Lyrica Precautions and Warnings

Before starting a new drug, it is important to understand the risks involved in taking it. With Lyrica, precautions and warnings include being aware of possible drug interactions, the risk of side effects (such as vision problems) in some people who take the drug, and those who shouldn't take it at all (such as those who are allergic to any component used to make Lyrica).

Lyrica: What Should I Tell My Healthcare Provider?

You should talk with your healthcare provider prior to taking Lyrica® (pregabalin) if you have:
 
  • A history of drug or alcohol abuse
  • Kidney disease, including kidney failure (renal failure)
  • Heart disease, especially congestive heart failure (CHF)
  • An irregular heart rhythm (arrhythmia)
  • A bleeding disorder
  • Any allergies, including allergies to food, dyes, or preservatives.
     
Also let your healthcare provider know if you are:
 
  • Pregnant or thinking of becoming pregnant
  • Breastfeeding.
     
You should also make sure to tell your healthcare provider about all of the medicines you take, including prescription and non-prescription medicines, vitamins, and herbal supplements.
 

Specific Lyrica Precautions and Warnings

Some warnings and precautions to be aware of prior to taking Lyrica include:
 
  • Lyrica is a controlled substance, meaning that it has the potential to be abused.
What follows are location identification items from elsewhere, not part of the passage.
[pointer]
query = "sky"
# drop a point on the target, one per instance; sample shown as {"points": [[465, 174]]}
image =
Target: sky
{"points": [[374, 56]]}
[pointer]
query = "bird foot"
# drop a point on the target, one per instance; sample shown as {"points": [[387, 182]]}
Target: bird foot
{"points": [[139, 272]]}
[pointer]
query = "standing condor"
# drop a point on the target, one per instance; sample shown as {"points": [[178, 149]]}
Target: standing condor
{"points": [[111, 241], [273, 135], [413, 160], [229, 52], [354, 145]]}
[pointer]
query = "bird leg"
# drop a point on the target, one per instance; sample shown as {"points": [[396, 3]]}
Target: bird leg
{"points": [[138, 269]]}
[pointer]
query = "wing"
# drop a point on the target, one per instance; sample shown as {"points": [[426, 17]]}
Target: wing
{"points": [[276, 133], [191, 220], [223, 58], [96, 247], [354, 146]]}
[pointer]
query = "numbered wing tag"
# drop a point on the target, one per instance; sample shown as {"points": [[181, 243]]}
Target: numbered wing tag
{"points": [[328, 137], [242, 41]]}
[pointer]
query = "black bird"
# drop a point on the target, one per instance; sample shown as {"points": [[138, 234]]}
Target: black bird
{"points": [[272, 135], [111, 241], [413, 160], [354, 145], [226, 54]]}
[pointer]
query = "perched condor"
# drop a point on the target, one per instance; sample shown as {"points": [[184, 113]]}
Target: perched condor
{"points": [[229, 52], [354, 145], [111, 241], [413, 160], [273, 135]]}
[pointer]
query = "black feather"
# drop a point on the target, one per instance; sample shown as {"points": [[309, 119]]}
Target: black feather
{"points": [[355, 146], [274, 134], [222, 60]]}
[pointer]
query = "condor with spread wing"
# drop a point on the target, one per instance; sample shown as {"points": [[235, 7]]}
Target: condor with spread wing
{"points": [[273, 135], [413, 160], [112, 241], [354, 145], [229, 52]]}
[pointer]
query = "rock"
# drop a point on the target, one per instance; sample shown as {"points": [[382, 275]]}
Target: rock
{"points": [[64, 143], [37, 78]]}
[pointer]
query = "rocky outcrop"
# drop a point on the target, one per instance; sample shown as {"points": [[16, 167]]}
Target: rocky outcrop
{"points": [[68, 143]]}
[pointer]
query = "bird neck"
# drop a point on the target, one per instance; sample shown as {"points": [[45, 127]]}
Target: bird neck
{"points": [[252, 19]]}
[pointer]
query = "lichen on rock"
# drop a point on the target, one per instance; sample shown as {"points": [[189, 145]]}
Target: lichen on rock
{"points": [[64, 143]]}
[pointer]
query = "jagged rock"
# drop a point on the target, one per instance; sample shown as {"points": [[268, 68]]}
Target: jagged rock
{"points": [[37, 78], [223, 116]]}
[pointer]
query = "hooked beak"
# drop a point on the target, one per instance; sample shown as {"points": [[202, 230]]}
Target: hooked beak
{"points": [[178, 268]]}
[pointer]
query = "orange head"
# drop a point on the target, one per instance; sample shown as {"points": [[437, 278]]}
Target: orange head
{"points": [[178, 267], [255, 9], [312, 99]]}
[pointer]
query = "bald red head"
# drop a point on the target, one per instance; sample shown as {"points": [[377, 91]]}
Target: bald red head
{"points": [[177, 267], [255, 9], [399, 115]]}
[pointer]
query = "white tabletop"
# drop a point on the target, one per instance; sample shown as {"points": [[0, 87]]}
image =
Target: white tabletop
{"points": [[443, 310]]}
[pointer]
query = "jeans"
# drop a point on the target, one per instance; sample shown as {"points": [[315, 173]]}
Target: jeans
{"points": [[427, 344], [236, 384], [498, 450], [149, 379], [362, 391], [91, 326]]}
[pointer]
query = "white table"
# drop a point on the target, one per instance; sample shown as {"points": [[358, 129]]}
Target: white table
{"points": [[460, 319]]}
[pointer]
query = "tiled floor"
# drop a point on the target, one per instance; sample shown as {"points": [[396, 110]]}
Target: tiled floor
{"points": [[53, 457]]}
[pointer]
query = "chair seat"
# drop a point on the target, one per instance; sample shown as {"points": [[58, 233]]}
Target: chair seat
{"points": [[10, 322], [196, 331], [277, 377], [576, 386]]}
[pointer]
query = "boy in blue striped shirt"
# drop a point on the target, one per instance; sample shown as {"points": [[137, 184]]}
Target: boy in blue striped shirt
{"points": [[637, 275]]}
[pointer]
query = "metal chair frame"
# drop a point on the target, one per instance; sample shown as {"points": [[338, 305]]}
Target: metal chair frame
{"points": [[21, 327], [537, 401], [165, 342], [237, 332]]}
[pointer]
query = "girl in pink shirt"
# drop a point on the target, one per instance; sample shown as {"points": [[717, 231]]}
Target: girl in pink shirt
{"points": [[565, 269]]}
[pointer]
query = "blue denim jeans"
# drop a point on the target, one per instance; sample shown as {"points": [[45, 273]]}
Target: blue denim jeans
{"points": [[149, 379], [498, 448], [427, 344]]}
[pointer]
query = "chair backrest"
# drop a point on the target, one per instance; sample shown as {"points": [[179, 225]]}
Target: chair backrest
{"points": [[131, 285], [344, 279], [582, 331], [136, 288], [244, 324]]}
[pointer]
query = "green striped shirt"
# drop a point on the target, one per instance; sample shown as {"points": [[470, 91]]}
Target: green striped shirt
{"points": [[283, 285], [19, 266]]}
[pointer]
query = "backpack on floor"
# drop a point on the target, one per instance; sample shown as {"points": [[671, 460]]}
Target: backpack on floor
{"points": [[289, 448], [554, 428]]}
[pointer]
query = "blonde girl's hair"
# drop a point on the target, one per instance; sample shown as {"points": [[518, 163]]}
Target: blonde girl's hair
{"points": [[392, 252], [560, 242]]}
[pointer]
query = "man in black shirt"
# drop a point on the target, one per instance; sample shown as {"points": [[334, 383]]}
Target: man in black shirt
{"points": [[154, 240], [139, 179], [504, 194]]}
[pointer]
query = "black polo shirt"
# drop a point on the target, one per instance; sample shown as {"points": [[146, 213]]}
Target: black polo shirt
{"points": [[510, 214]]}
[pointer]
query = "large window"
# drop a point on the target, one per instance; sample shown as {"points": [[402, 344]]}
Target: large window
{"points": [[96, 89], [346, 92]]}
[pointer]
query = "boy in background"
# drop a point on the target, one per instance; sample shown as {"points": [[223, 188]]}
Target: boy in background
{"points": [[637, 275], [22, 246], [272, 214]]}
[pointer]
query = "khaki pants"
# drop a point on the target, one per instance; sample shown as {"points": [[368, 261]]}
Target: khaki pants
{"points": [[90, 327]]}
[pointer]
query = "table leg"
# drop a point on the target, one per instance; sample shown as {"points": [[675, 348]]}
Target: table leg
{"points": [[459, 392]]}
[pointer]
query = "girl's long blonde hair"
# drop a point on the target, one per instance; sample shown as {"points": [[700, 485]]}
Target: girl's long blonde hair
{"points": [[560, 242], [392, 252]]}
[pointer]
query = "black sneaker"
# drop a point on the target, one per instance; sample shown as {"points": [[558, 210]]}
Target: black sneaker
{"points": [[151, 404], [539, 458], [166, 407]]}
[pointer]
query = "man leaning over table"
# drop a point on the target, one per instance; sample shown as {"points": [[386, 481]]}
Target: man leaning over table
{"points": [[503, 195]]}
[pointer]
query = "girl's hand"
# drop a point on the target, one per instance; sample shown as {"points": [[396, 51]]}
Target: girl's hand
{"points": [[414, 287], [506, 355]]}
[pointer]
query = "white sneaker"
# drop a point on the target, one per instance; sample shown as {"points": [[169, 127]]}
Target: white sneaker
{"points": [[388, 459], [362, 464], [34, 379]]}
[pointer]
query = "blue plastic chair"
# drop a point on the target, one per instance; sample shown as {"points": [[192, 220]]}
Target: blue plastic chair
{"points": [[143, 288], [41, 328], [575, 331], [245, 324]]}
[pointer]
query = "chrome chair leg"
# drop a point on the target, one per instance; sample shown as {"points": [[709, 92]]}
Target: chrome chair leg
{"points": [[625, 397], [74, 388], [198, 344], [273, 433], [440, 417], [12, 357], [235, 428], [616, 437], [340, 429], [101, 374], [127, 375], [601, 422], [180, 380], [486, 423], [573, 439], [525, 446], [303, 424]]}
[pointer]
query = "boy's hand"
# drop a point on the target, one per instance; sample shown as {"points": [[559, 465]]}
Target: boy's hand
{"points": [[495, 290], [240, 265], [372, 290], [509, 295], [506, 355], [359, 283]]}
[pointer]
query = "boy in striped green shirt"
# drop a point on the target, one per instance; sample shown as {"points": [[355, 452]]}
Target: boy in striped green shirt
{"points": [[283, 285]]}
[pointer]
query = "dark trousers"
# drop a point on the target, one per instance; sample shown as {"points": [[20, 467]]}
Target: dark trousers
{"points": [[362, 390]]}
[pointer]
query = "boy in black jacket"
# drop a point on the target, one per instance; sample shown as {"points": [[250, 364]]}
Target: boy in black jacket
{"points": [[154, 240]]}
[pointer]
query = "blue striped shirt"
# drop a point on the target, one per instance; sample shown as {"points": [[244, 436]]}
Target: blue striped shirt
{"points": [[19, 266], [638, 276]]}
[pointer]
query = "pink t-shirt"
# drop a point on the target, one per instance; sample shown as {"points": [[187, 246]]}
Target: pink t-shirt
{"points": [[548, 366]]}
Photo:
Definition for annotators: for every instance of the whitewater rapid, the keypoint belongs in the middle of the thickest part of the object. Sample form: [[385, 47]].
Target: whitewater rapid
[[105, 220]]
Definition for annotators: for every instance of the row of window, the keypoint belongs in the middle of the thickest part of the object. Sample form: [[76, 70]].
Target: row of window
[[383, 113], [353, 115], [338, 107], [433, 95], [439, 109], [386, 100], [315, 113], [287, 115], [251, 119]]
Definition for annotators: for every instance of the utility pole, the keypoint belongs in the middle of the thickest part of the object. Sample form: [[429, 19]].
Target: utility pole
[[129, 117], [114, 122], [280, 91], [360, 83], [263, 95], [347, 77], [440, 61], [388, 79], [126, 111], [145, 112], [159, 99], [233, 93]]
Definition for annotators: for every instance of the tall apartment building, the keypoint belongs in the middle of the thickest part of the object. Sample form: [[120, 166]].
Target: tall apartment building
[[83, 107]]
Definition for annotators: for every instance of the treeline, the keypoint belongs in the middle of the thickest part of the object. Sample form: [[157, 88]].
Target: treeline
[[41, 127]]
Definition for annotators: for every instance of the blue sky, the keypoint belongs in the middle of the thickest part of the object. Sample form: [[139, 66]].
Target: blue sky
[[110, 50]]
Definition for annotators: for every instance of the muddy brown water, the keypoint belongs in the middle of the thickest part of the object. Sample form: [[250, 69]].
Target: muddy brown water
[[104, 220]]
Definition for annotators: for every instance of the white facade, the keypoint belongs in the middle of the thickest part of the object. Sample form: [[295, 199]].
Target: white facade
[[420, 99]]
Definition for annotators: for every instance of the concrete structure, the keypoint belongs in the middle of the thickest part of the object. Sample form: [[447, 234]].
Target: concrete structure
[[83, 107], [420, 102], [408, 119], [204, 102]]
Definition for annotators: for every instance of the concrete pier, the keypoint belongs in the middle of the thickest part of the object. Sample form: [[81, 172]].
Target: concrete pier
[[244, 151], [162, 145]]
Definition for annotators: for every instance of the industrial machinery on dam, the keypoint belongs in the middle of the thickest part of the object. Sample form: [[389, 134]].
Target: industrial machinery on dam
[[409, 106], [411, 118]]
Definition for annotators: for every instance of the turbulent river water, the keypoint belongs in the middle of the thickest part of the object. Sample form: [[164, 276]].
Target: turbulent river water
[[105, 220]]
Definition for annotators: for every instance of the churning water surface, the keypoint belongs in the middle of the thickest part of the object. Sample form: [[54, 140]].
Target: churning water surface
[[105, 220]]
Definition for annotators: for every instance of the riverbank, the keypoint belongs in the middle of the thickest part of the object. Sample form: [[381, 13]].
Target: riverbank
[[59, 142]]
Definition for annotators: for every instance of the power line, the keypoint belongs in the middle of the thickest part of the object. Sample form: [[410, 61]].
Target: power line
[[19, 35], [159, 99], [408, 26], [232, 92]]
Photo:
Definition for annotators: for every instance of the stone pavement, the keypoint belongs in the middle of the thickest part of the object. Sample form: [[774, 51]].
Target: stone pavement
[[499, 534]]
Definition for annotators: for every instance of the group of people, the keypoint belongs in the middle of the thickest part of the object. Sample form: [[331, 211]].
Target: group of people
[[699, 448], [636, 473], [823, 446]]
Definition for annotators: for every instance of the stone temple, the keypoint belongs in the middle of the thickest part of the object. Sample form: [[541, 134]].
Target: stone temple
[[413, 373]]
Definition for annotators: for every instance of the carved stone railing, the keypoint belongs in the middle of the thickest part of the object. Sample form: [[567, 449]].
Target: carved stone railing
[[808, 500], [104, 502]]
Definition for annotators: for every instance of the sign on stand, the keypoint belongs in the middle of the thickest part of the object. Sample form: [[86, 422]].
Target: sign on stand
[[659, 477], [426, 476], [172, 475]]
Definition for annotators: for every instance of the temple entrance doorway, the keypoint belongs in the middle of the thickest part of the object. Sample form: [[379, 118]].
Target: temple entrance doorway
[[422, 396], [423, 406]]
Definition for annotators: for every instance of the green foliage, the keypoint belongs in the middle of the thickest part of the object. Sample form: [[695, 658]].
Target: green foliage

If you have a history of drug or alcohol abuse, it may not be the best medication for you (see Lyrica Abuse).
     
  • As with most seizure medications, stopping Lyrica too quickly can increase your risk of seizures and other problems (see Lyrica Withdrawal).
     
  • Lyrica increases the risk of tumors in mice. It is not known if Lyrica increases the risk of tumors in humans.
     
  • Make sure to see how Lyrica affects you before driving or operating any machinery, as Lyrica can cause drowsiness and dizziness. In general, you should avoid alcohol while taking Lyrica, due to the risk of increased drowsiness.
     
  • Lyrica can cause vision problems, especially blurred vision or double vision. Let your healthcare provider know if you notice vision problems while taking Lyrica.
     
  • Lyrica can cause weight gain (see Lyrica and Weight Gain). Let your healthcare provider know if you experience weight gain while taking Lyrica.
     
  • Studies suggest that Lyrica increases the risk of fluid retention, especially in the arms, hands, legs, and feet. This can be a sign of congestive heart failure (especially if accompanied by difficulty breathing or chest pain). Fluid retention may also make congestive heart failure worse. Talk with your healthcare provider right away if you notice fluid retention. Rapid unexplained weight gain can be a sign of fluid retention.
     
  • Let your healthcare provider know if you have muscle pain, weakness, or tenderness, especially if you also have fatigue and a fever. These can be signs of a dangerous muscle problem called rhabdomyolysis.
     
  • Lyrica can cause low platelets (a certain type of blood cells), which can increase your risk of bleeding. While you are taking Lyrica, be sure to watch for any unusual bruising or bleeding.
     
  • Studies suggest that Lyrica can cause an irregular heart rhythm (arrhythmia). Let your healthcare provider know if you have an arrhythmia.
     
  • Let your healthcare provider know if you have kidney disease, as you may need a lower Lyrica dosage.
     
  • Lyrica can interact with certain other medications (see Lyrica Drug Interactions).
     
  • Lyrica is considered a pregnancy Category C medication. This means that it may not be safe for pregnant women -- though the full risks of taking this drug during pregnancy are not known. Talk with your healthcare provider about the risks and benefits of taking the drug during pregnancy (see Lyrica and Pregnancy).
     
  • It is not known if Lyrica passes through breast milk. Therefore, if you are breastfeeding or plan to breastfeed, discuss this with your healthcare provider prior to taking the drug (see Lyrica and Breastfeeding).